Cornbread Stuffing with Apple
- 1 9-inch pan cornbread, crumbled
- 1 tablespoon butter
- 1 cup chopped onion
- 1/2 cup chopped celery
- 2 cups chopped apples
- 1/2 cup raisins
- 2 cloves minced garlic
- 1 tablespoon fresh sage
- 1 tablespoon fresh thyme
- 1 cup chicken or vegetable broth
- 1/2 cup apple juice or cider
- Salt and pepper to taste
- Preheat oven to 350 degrees F.
- Spread the crumbled cornbread on a large baking sheet in a single layer. Bake, stirring occasionally, for about twenty to 25 minutes or until browned. Set aside to cool.
- Melt butter in a large skillet over medium heat.
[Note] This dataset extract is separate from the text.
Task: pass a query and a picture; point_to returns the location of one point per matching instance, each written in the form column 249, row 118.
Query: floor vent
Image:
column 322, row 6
Add in the onion and celery. Cook for about five minutes or until tender.
- Stir in the apples, raisins, garlic, sage, thyme and 1/2 cup broth. Bring to a boil and simmer for about five minutes.
- Combine the vegetable mixture with the cornbread in a large mixing bowl. Add enough additional broth to moisten the cornbread, tossing to coat. Season to taste with salt and pepper.
- Transfer to a large greased casserole dish and bake for about 35 to 45 minutes or until browned.